Quickstart

Let’s get started with Recap.

  1. Install Recap
  2. Read a Schema
  3. Start Recap’s Server
    1. Read Schemas with the Gateway
    2. Store Schemas in the Registry
  4. Next Steps

Install Recap

Start by installing Recap:

pip install 'recap-core[all]'

The [all] part will install all of Recap’s dependencies, including the optional ones for systems like PostgreSQL, Snowflake, BigQuery, and so on. You might not need all of these dependencies, but they’ll be available anyway.

Read a Schema

Recap has two main commands: ls and schema. The ls command lets you list children of a URL. The URL structure depends on the system type. PostgreSQL URLs look like this:

postgresql://user:pass@host:port/[database]/[schema]/[table]

The “schema” in the URL is PostgreSQL’s database schema, not a table schema. It’s usually public.

Let’s list the schemas for a database called testdb:

recap ls postgresql://user:pass@host:port/testdb
[
  "pg_toast",
  "pg_catalog",
  "public",
  "information_schema"
]

There are four schemas. The pg_toast and pg_catalog schemas are internal to PostgreSQL. The information_schema schema is a standard schema that contains information about the database. The public schema is where our tables are located.

recap ls postgresql://user:pass@host:port/testdb/public
[
  "test_types"
]

This database only has one table, test_types. Let’s read the schema:

recap schema postgresql://user:pass@host:port/testdb/public/test_types
{
  "type": "struct",
  "fields": [
    {
      "type": "int64",
      "name": "test_bigint",
      "optional": true
    }
  ]
}

This is test_type’s schema represented as a Recap schema in JSON. The schema command reads a schema at the supplied path, converts it to a Recap schema, and prints the Recap schema as a JSON object.

You can also output the schema in Avro, Protobuf, or JSON Schema format using the --output-format switch. Here’s the same schema in JSONN schema:

recap schema postgresql://user:pass@host:port/testdb/public/test_types --output-format=json
{
  "type": "object",
  "properties": {
    "test_bigint": {
      "default": null,
      "type": "integer"
    }
  }
}

Start Recap’s Server

We’ve been using Recap’s CLI to read schemas, but Recap comes with an HTTP/JSON server as well. The server has two parts:

  • A gateway to list and read schemas. You will find this handy if you’re not using Python, or if you want to integrate Recap with other systems.
  • A registry to store and retrieve schemas. This is useful for caching schemas or acting as a repository when using Recap schemas as a source of truth.

Start the server at http://localhost:8000:

recap serve

Read Schemas with the Gateway

The server exposes /gateway/ls and /gateway/schema endpoints that are very similar to the CLI:

$ curl http://localhost:8000/gateway/ls/postgresql://user:pass@host:port/testdb
["pg_toast","pg_catalog","public","information_schema"]

And much like the CLI, I can read my test_types schema:

curl http://localhost:8000/gateway/schema/postgresql://user:pass@host:port/testdb/public/test_types
{"type":"struct","fields":[{"type":"int64","name":"test_bigint","optional":true}]}

This example includes user:pass in the URL. This works, but is not recommended for security reasons.
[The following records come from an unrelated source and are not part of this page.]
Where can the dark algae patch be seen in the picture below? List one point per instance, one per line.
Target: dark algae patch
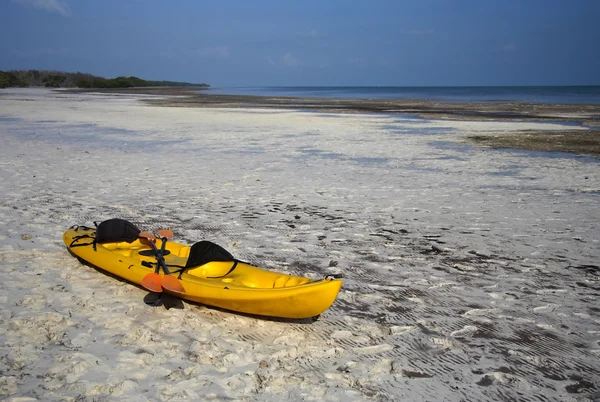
(578, 142)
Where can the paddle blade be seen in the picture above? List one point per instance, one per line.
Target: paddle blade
(152, 282)
(172, 284)
(165, 233)
(147, 235)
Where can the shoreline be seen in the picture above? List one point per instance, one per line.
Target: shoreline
(468, 273)
(570, 141)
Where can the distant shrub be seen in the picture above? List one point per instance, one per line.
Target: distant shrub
(55, 79)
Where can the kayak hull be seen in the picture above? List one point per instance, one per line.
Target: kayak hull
(246, 288)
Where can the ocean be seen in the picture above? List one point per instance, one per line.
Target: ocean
(529, 94)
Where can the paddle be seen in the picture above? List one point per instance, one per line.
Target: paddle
(153, 281)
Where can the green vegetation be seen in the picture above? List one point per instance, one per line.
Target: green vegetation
(59, 79)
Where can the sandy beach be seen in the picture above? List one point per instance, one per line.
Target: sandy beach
(471, 273)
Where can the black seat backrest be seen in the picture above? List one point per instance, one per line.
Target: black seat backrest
(116, 230)
(206, 251)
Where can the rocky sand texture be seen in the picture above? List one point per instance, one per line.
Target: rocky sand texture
(471, 273)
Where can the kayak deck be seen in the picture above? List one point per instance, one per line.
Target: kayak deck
(245, 288)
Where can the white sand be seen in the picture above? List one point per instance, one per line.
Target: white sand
(471, 273)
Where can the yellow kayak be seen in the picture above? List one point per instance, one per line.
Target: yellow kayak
(231, 285)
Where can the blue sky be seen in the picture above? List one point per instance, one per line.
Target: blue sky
(309, 42)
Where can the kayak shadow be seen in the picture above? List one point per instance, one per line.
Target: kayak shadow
(163, 299)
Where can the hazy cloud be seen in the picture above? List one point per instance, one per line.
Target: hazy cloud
(420, 32)
(310, 34)
(289, 60)
(53, 6)
(218, 52)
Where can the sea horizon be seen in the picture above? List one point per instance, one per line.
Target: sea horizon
(570, 94)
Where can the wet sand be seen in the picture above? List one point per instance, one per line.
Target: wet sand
(471, 274)
(572, 141)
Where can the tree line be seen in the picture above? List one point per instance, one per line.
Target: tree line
(60, 79)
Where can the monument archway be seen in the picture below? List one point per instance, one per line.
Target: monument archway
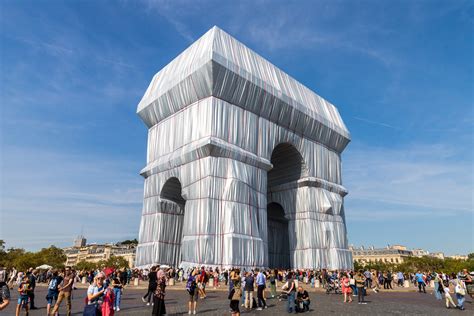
(288, 167)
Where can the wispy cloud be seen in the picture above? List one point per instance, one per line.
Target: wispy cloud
(375, 123)
(59, 192)
(437, 179)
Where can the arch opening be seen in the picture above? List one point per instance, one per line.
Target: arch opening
(287, 163)
(278, 237)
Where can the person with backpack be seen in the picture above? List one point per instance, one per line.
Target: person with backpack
(191, 287)
(53, 290)
(65, 291)
(249, 287)
(272, 279)
(118, 286)
(261, 285)
(236, 292)
(4, 289)
(290, 306)
(23, 289)
(360, 284)
(152, 284)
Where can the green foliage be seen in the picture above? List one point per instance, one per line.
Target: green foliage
(114, 262)
(128, 242)
(22, 260)
(85, 265)
(426, 263)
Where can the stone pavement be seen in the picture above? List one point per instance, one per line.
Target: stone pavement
(385, 303)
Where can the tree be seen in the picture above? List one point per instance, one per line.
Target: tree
(86, 265)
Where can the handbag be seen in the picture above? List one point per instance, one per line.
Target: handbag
(231, 294)
(460, 290)
(90, 310)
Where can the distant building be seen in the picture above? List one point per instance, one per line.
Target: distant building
(458, 257)
(420, 252)
(80, 241)
(97, 252)
(391, 254)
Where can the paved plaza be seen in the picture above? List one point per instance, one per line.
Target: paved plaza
(384, 303)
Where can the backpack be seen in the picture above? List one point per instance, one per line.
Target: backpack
(191, 285)
(53, 284)
(3, 276)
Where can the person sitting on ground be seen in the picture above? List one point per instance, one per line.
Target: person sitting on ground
(302, 300)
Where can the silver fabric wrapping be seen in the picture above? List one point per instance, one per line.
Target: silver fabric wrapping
(216, 114)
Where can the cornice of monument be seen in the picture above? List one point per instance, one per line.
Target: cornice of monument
(202, 70)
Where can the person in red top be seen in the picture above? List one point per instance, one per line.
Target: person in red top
(346, 288)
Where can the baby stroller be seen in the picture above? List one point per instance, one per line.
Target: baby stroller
(333, 286)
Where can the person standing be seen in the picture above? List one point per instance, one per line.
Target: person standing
(191, 287)
(261, 282)
(53, 289)
(419, 277)
(236, 292)
(273, 285)
(400, 278)
(346, 288)
(31, 274)
(4, 290)
(290, 307)
(159, 307)
(65, 292)
(460, 290)
(249, 287)
(360, 283)
(152, 284)
(23, 289)
(438, 284)
(118, 286)
(302, 297)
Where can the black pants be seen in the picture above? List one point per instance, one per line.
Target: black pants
(421, 284)
(31, 296)
(360, 294)
(261, 301)
(149, 294)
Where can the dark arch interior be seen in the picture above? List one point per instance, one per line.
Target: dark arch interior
(287, 165)
(172, 191)
(278, 237)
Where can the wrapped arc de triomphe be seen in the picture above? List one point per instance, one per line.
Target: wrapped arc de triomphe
(243, 165)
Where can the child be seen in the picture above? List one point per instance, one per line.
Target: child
(23, 289)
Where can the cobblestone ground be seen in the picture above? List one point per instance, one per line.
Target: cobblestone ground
(386, 303)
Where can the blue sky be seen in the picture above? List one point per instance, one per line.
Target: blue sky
(400, 73)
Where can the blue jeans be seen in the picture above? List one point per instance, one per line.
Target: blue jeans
(118, 296)
(460, 299)
(437, 293)
(291, 302)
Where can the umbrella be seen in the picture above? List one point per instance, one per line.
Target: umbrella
(44, 267)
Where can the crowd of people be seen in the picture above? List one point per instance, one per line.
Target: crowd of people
(248, 289)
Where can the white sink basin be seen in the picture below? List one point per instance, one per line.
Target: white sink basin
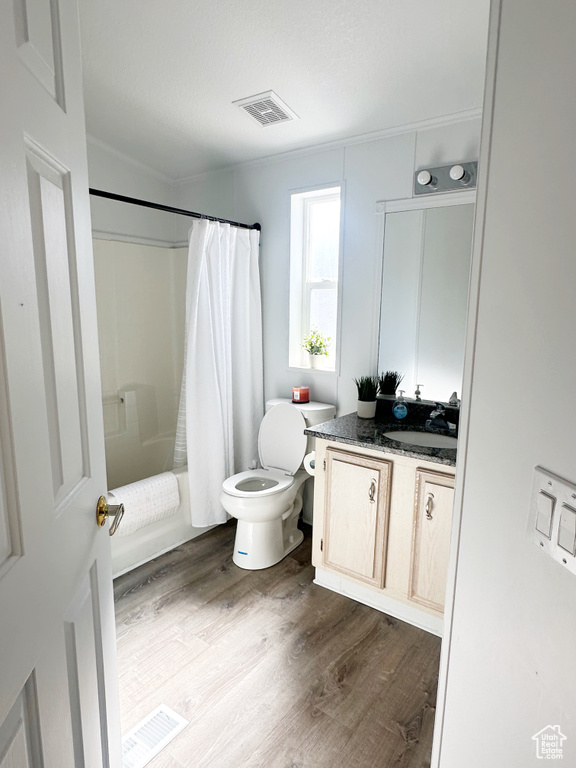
(424, 439)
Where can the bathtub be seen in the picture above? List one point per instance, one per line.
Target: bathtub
(129, 552)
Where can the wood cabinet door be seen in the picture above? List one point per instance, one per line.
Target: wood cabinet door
(356, 515)
(433, 502)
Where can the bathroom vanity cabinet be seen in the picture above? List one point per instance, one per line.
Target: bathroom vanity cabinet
(382, 524)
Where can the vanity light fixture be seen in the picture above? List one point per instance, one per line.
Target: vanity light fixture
(445, 178)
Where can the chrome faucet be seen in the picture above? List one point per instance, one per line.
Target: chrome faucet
(437, 417)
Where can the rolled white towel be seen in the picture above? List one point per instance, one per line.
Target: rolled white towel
(146, 501)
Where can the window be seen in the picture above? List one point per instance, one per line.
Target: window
(314, 257)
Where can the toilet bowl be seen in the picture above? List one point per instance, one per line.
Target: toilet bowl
(267, 501)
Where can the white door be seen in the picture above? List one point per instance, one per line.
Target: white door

You should configure Recap’s server to use the RECAP_URLS environment variable instead. See the configuration documentation for more details.

Recap’s HTTP/JSON gateway does not require a database or any persistence. It just connects to external systems in realtime to fetch schemas.

Store Schemas in the Registry

The server exposes a series of /registry endpoints with GET/PUT/POST methods.

To store a schema in the registry, use the POST method:

curl -X POST \
    -H "Content-Type: application/x-recap+json" \
    -d '{"type":"struct","fields":[{"type":"int64","name":"test_bigint","optional":true}]}' \
    http://localhost:8000/registry/some_schema

And to read the schema, use the GET method on /registry/[schema_name]:

curl http://localhost:8000/registry/some_schema
[{"type":"struct","fields":[{"type":"int64","name":"test_bigint","optional":true}]},4]

The schema response includes a version number. This is the schema’s version in the registry. The registry will increment this number every time you update the schema.

Next Steps

You’ve learned how to install Recap, list and read schemas, and use Recap server’s gateway and registry endpoints.

Next, you should look at Recap’s integrations page to learn how to use Recap with other systems. If you’re planning on running Recap’s server, check out the gateway and registry documentation. Finally, see Recap’s Python documentation to learn how to use Recap’s Python API.